“Fine, I know her.”
“In what respect?”
“I suspect you already know, and for purposes of today’s conversation only, I won’t try to correct your assumptions. I won’t be affirmatively confirming anything else without consulting a lawyer first.”
“When was the last time you saw her?”
“Again, I don’t think that’s something I want to go on record with before speaking to counsel.”
“We know she called you on Thursday afternoon. She called you a lot.”
He nodded slowly. “Yes, but I don’t believe it’s illegal to have telephone conversations.”
“Uh, Dad. Um, am I interrupting?”
A tall teenager with floppy blond hair stood in the hallway, looking at his father with a concerned look. He avoided Ellie’s gaze, but she got a good look at him. The boy’s face had matured and thinned since the high school graduation picture in Bandon’s courtroom, but he was the same kid.
“Sorry, Alex. We didn’t mean to disturb you. Go back to your studies.”
“You sure?”
“Of course. Just the realities of the job. Warrant applications don’t always wait for the judge to show up at work.” Ellie could see in Judge Bandon’s reassuring smile that he appreciated his son’s concern.
“Where’s Mom?”
“She ran to Citarella for some milk, but you know how she is. You mind going down and seeing if she needs some help with the bags?”
He glanced back to his room, but then nodded and left the apartment.
“That’s a nice-looking kid you’ve got there,” J. J. offered.
Ellie wouldn’t have dared to comment on the judge’s family given the situation, but the remark appeared to soften him.
“Smart, too,” he said. “Senior year at Columbia with a three-point-eight. Off to Harvard Law School next year.”
It seemed early for a college senior to know his next academic destination already, but people like the Bandons obviously enjoyed the benefits of the insiders’ track.
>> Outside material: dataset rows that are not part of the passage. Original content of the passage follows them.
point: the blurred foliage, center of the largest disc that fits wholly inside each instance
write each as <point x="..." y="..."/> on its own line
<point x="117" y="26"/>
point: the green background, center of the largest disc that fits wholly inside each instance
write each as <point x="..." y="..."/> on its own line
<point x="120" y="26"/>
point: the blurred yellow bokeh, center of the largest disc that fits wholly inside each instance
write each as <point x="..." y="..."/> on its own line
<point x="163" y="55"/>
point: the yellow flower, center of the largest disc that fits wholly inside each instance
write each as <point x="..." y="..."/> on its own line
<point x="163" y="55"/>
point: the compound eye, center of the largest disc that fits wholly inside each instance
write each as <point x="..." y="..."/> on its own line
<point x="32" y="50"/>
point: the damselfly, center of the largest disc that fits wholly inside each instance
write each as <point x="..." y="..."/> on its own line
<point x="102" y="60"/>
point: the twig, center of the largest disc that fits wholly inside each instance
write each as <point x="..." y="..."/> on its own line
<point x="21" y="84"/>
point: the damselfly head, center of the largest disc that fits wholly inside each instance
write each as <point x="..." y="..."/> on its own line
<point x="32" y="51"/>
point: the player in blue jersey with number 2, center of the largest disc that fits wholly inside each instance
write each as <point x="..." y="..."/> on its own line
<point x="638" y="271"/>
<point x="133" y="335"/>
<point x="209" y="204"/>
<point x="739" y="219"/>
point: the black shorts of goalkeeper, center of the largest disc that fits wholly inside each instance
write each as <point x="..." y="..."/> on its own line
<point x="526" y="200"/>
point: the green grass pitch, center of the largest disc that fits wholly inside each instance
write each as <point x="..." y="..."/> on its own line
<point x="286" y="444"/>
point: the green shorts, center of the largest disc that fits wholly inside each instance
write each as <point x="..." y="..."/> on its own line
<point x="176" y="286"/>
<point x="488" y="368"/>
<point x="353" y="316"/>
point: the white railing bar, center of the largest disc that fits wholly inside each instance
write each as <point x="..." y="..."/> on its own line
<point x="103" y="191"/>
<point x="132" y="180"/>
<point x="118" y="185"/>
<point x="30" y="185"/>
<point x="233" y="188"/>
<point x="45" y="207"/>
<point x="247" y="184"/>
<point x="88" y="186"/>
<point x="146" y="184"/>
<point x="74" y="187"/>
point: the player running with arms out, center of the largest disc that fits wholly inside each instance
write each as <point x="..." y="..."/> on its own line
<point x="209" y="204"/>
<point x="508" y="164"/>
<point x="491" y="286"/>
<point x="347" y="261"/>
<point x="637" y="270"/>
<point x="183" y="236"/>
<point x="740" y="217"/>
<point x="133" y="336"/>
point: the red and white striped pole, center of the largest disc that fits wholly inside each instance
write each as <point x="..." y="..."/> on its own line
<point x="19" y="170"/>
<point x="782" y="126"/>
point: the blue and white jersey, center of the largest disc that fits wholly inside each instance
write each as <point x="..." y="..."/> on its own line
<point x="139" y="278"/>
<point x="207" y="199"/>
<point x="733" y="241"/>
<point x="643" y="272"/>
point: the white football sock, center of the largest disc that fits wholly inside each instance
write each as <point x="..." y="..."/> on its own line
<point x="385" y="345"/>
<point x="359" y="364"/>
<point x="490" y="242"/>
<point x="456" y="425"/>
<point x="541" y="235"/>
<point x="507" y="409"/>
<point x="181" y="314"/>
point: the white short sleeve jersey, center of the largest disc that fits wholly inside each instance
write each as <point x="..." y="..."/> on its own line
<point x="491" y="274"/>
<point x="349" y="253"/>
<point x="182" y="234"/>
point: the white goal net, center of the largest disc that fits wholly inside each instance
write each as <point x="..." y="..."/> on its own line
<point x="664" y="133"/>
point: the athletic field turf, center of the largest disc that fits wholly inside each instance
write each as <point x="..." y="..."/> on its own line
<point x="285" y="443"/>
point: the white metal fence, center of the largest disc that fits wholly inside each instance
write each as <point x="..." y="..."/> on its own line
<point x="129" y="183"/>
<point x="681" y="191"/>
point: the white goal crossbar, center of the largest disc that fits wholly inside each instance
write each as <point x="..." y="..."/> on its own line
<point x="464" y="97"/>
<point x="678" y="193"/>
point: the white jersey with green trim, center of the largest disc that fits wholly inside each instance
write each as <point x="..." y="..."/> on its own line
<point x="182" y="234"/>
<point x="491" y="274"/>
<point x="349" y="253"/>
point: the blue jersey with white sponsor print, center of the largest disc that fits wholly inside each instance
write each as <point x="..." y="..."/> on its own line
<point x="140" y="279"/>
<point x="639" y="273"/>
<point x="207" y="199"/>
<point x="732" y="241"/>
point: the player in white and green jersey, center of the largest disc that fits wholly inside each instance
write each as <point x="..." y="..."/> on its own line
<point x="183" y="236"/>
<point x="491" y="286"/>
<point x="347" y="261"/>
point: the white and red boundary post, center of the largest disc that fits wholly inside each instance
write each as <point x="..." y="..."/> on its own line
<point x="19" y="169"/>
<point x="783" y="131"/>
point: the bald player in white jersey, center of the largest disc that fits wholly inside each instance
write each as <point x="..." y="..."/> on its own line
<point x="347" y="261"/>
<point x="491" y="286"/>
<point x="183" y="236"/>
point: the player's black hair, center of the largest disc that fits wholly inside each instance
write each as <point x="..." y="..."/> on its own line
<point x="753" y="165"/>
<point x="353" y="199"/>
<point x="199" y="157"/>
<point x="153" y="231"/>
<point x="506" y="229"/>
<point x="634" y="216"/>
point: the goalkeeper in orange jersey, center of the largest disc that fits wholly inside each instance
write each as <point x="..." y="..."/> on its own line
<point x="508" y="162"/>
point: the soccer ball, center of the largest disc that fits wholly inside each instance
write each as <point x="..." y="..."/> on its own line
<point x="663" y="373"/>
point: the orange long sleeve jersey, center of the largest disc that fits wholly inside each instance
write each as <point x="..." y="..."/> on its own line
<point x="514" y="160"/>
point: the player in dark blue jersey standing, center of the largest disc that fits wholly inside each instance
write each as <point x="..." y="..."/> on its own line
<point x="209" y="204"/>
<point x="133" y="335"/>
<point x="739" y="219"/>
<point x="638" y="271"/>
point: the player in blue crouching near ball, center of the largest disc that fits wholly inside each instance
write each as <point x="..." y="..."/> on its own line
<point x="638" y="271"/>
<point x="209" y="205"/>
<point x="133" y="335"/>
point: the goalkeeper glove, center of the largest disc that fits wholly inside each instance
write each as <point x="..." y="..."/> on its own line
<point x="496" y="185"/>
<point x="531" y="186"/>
“Thank God he agreed to live at home for undergrad to save the folks some money. The kid reads Plato with his headphones on. I’m surprised he realized anyone was here. In any event, as you can see, I’ve got a full house here and much to do. And, as you can imagine, your coming here this morning—for the reasons you’ve come here—well, it’s a lot for me to deal with. If you’re looking for some sweeping, sobbing confessional to take back to your colleagues, you won’t be getting it, at least not today.”
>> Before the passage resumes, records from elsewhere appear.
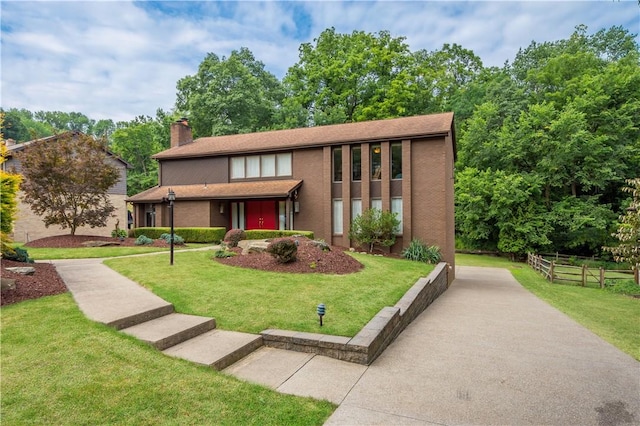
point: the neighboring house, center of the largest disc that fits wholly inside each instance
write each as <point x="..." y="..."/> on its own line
<point x="315" y="178"/>
<point x="29" y="226"/>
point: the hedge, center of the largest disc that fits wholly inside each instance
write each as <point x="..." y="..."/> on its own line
<point x="190" y="235"/>
<point x="265" y="234"/>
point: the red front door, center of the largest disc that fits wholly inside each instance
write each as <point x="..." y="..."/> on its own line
<point x="260" y="214"/>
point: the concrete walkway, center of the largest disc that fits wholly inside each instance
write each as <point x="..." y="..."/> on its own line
<point x="486" y="352"/>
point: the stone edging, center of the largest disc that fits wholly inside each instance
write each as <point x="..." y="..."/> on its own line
<point x="374" y="337"/>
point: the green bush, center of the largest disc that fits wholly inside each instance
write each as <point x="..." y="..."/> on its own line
<point x="284" y="250"/>
<point x="628" y="287"/>
<point x="266" y="234"/>
<point x="190" y="235"/>
<point x="220" y="254"/>
<point x="177" y="239"/>
<point x="234" y="236"/>
<point x="420" y="252"/>
<point x="143" y="240"/>
<point x="373" y="227"/>
<point x="17" y="254"/>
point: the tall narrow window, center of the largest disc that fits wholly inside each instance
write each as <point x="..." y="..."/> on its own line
<point x="237" y="168"/>
<point x="356" y="207"/>
<point x="396" y="207"/>
<point x="376" y="203"/>
<point x="337" y="164"/>
<point x="284" y="164"/>
<point x="253" y="166"/>
<point x="376" y="162"/>
<point x="337" y="217"/>
<point x="356" y="163"/>
<point x="396" y="161"/>
<point x="268" y="165"/>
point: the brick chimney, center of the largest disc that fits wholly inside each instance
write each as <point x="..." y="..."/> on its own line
<point x="181" y="133"/>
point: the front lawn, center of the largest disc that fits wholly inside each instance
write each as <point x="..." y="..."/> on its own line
<point x="60" y="368"/>
<point x="251" y="301"/>
<point x="613" y="317"/>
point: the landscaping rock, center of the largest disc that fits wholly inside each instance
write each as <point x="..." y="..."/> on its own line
<point x="23" y="270"/>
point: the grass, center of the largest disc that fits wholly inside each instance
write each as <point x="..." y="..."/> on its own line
<point x="96" y="252"/>
<point x="252" y="301"/>
<point x="60" y="368"/>
<point x="613" y="317"/>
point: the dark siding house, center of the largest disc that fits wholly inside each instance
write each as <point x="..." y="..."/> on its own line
<point x="316" y="178"/>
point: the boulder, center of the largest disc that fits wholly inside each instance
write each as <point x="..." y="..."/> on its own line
<point x="23" y="270"/>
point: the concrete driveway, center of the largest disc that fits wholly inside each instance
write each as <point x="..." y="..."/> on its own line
<point x="489" y="352"/>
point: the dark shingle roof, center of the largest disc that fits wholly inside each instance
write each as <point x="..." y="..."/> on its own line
<point x="365" y="131"/>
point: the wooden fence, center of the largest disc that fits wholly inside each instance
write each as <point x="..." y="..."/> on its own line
<point x="556" y="271"/>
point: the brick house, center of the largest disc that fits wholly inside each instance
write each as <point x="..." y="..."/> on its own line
<point x="315" y="178"/>
<point x="29" y="226"/>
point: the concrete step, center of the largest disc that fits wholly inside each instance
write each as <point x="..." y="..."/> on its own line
<point x="216" y="348"/>
<point x="170" y="330"/>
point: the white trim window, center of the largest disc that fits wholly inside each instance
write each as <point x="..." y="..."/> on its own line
<point x="396" y="207"/>
<point x="337" y="217"/>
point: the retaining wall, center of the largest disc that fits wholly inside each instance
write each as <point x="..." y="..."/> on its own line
<point x="374" y="337"/>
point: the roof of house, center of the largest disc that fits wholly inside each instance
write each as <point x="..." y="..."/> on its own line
<point x="365" y="131"/>
<point x="20" y="146"/>
<point x="236" y="190"/>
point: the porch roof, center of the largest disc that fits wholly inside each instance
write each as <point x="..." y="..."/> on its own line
<point x="219" y="191"/>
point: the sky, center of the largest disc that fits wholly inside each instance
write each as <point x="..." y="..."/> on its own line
<point x="121" y="59"/>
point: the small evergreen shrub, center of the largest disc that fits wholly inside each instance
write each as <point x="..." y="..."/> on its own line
<point x="17" y="254"/>
<point x="234" y="236"/>
<point x="221" y="254"/>
<point x="420" y="252"/>
<point x="266" y="234"/>
<point x="177" y="239"/>
<point x="284" y="251"/>
<point x="143" y="240"/>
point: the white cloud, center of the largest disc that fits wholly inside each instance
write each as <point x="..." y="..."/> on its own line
<point x="121" y="59"/>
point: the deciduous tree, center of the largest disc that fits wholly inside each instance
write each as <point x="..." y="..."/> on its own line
<point x="66" y="181"/>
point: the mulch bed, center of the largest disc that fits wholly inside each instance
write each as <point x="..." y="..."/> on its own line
<point x="310" y="259"/>
<point x="44" y="282"/>
<point x="47" y="282"/>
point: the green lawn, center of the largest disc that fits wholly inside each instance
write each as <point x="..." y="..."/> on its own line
<point x="251" y="301"/>
<point x="97" y="252"/>
<point x="613" y="317"/>
<point x="60" y="368"/>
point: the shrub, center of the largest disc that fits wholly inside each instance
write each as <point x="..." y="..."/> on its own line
<point x="143" y="240"/>
<point x="221" y="254"/>
<point x="177" y="239"/>
<point x="190" y="235"/>
<point x="266" y="234"/>
<point x="234" y="236"/>
<point x="284" y="250"/>
<point x="373" y="227"/>
<point x="420" y="252"/>
<point x="17" y="254"/>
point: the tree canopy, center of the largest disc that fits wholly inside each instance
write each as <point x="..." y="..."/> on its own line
<point x="66" y="181"/>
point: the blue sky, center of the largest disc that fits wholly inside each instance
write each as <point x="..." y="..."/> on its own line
<point x="120" y="59"/>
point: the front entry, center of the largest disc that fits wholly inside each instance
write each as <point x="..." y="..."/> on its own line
<point x="261" y="214"/>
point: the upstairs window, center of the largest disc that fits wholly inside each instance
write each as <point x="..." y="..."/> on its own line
<point x="396" y="161"/>
<point x="376" y="162"/>
<point x="257" y="166"/>
<point x="337" y="164"/>
<point x="356" y="163"/>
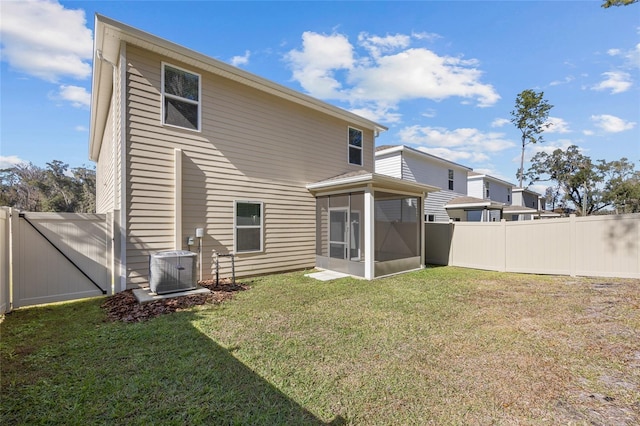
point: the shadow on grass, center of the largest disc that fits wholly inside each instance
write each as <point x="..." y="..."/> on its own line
<point x="164" y="371"/>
Rogan started to rise from his seat but settled back into his chair. “We don’t need to go down the road we initially started out on, Your Honor. We are not here to sweat you on your sex life. You’ve got a wife, a son—we understand the need for discretion, and as you can imagine, we tiptoe around witness secrets all the time in our job.”
“I don’t need a lecture from you about discretion, Detective Rogan.”
Rogan held up his palms in a peace-making gesture. “I didn’t mean to lecture. My only point is that we have other priorities. Your number wasn’t the only one in those phone records, but it was one of the most frequent, so we didn’t come here without reason.”
Bandon clenched his jaw and sighed. He was figuring out what the phone records would look like. He was smart enough to realize that, despite his initial instincts, they were the ones with the power in this situation.
Ellie leaned forward with her elbows against her knees. “Honestly, we don’t care about the nature of whatever…arrangement you might have with Tanya Abbott. We need your help finding her. There was a girl stabbed to death yesterday near Union Square—an NYU student.”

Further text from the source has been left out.